1977 was the second year of free agency, and the seventh year in what would end up a 16-season playoff drought for Minnesota. Notoriously cheap owner Cal Griffith, whose team was 11th in attendance out of 14 AL squads, didn't offer Bostock a raise until 13 other teams made a bid for him. Tim Connaughton of SABR quotes Bostock here:

"If they had offered me that at the beginning of the season, I'd have signed. But by the end I just didn't want to stay there. I'd be defeating the purpose of what Curt Flood has done for the players. He wanted everybody to be able to enjoy the beauty and the freedom of the game." Bostock's disdain for the penny-pinching Griffith was clear. "If it wasn't for the owner, Minnesota would be a great place to play."

Mentioning Curt Flood, whose career was ruined by his fight to win free agency, showed class and gratitude. That was typical of Bostock. He signed with the Angels, and started off so slowly, he donated his first month's salary to local charities. After one game, Bostock noticed some kids waiting for a ride outside the stadium; he took them to a nearby restaurant and bought them ice cream until their father picked them up. In his last game, Bostock told White Sox third baseman Eric Solderholm the reason for his late-season surge; Bostock gave all credit to his wife, Youvene.

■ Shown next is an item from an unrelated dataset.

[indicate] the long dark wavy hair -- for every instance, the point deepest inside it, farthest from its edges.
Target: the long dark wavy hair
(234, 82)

That comes from Solderholm's memory, as quoted by Jeff Pearlman in this exceptional article. The whole thing is worth reading -- it's especially touching on Bostock's murderer, a sick, sad man -- but if nothing else, consider this description of Bostock's funeral in Los Angeles, attended by over 800 mourners:

Hundreds lined the nearby streets, a somber collection of men and women, adults and children, lawyers and plumbers, doctors and construction workers. Some stood to see what all the fuss was about. But most were, simply, stunned. Whereas other athletes from the tough streets of L.A. often made their money and left for the Hills, Bostock knew whereof he came. He worked with local kids, contributed thousands of dollars to a new low-income housing complex, invested in a local chain of photo kiosks and an apartment complex. He was one of them, and it showed. "They came on bicycles. They came walking," wrote Brad Pye Jr. in The Los Angeles Sentinel, the city's African-American weekly newspaper. "They came talking. They came on crutches. They came in Cadillacs and other cars. They came dressed up, and they came in rollers and curlers to watch from a distance. They came in record numbers. And they just kept coming."

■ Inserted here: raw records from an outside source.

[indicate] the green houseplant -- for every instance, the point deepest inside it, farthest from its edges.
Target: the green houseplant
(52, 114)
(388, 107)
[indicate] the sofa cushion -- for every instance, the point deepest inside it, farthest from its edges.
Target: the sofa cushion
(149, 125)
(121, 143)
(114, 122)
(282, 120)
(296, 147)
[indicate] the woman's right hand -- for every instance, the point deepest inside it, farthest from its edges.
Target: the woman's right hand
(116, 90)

For comparison, you can read this 1978 report of the funeral, presented on a loving (if virus-y) Bostock tribute page. The reporter is then-LA Times journalist Skip Bayless, now known as television's #1 sports troll and basically the most valuable player in ESPN becoming crap. Bayless comments how Youvene "showed little emotion" "in a white dress," and coos amazedly over attendees saying "that's right" or "Amen." What a dick. Be ye not surprised when a-holes pretend to have compassion for others; that's how they become a-holes, by faking Human.

As the song says, death doesn't discriminate between the sinners and the saints. And happily, Pearlman tells us, Youvene came to a place of peace in her life, remarrying, having children, and managing a facility that assisted vulnerable adults. I'm sure her late partner would have been proud.

In a nice coincidence, one of the jersey numbers eventually retired by Minnesota -- Tom Kelly's #10 -- was also Lyman Bostock's.

Here's a YouTube video where you can see what Bostock looked/talked like. It's heavy on the case, less about who Bostock was (read the Pearlman article!), but it's professionally done. This is a first part; the second part features an ESPN reporter hassling Bostock's killer, by then a feeble old man, and it's foul. You can find it if you like.